Au nom du respect de Dieu et de notions telles que le blasphème, ses partisans entendent créer une exception à la liberté d’expression en général, et de l’information en particulier, qui n’est nullement prévue par le droit international.
Cet article a été initialement publié sur rsf.org le 6 janvier 2016.
Reporters sans frontières (RSF) met en garde contre l’instauration insidieuse d’un “religieusement correct” qui met à mal la liberté d’informer et de rire.
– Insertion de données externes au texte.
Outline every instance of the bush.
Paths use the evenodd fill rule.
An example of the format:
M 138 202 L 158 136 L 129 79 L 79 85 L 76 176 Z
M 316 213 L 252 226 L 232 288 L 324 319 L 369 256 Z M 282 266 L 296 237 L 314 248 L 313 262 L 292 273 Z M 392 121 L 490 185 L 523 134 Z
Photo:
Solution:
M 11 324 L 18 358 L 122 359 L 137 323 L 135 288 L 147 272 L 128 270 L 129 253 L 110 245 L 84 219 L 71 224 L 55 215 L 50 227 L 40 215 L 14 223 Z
Un danger majeur pour le journalisme.
A la veille de l’anniversaire de la tragédie de Charlie Hebdo à Paris, et alors que la nouvelle Une de l’hebdomadaire suscite des polémiques, Reporters sans frontières (RSF) dénonce l’instauration d’une chape de plomb qui pèse de plus en plus sur la presse et incite les journalistes à se plier à un prétendu “religieusement correct”. Au nom du respect de Dieu et de notions telles que le blasphème, ses partisans entendent créer une exception à la liberté d’expression en général, et de l’information en particulier, qui n’est nullement prévue par le droit international. Selon le Pacte relatif aux droits civils et politiques, les interdictions des manifestations de manque de respect à l’égard d’une religion ou d’un autre système de croyance, y compris les lois sur le blasphème, sont prohibées, sauf en cas d’appel à la haine constituant “une incitation à la discrimination, à l’hostilité ou à la violence”.
Contrairement au “politiquement correct”, concept désignant une restriction de l’expression sans réelle contrainte, le “religieusement correct” est imposé dans de nombreux pays du monde avec une force et une violence débridées. Il ne s’agit pas d’un simple conformisme, mais d’une atteinte grave au droit à l’information, à l’origine de faits parfois sanglants. Certains peuvent se sentir offensés ou blessés par la critique de leurs croyances, notamment sous la forme satirique. Mais la liberté d’information et d’expression, celle des journalistes comme des citoyens, ne saurait être contrainte ou limitée par les convictions ou les sensibilités des uns ou des autres, sauf à instaurer, sans qu’on y prenne garde, une forme de totalitarisme.
Dans le monde, 47 % des États (soit 94 des 198 pays), étaient dotés en 2013 d’une loi punissant plus ou moins sévèrement le blasphème, dont 8 pays de l’Union européenne. En Arabie saoudite, le blogueur Raïf Badawi, emprisonné depuis 2012 pour “insulte à l’Islam”, a été condamné à dix ans de prison et 1000 coups de fouets. C’est au nom du “religieusement correct” que le groupe djihadiste Shebab perpètre des exactions contre les médias en Somalie. En Turquie, deux journalistes du quotidien Cumhuriyet demeurent poursuivis pour avoir publié des caricatures publiées après le 7 janvier dans Charlie Hebdo, pourtant en format timbre poste.
RSF regrette l’autocensure et la frilosité qui se sont emparées des médias de pays pourtant démocratiques. Même aux États-Unis, où la liberté d’expression est protégée par le 1er amendement, les journaux et des chaînes de télévision succombent trop souvent au religieusement correct. En mai, deux cents romanciers anglo-saxons dénonçaient l’attribution du prix Courage et liberté d’expression au journal satirique français par la fondation littéraire PEN America.
“Tous celles et ceux qui manifestent leur courage éditorial et refusent de participer à la sanctuarisation des systèmes de pensée quels qu’ils soient doivent être protégés y compris par ceux qui ne partagent pas leurs convictions, observe Christophe Deloire, secrétaire général de RSF. Car les bras armés du religieusement correct ne se contentent pas d’empêcher la critique des religions, ils empêchent tout reportage ou toute enquête journalistique sur des pans entiers des réalités politiques, économiques, sociales et culturelles”.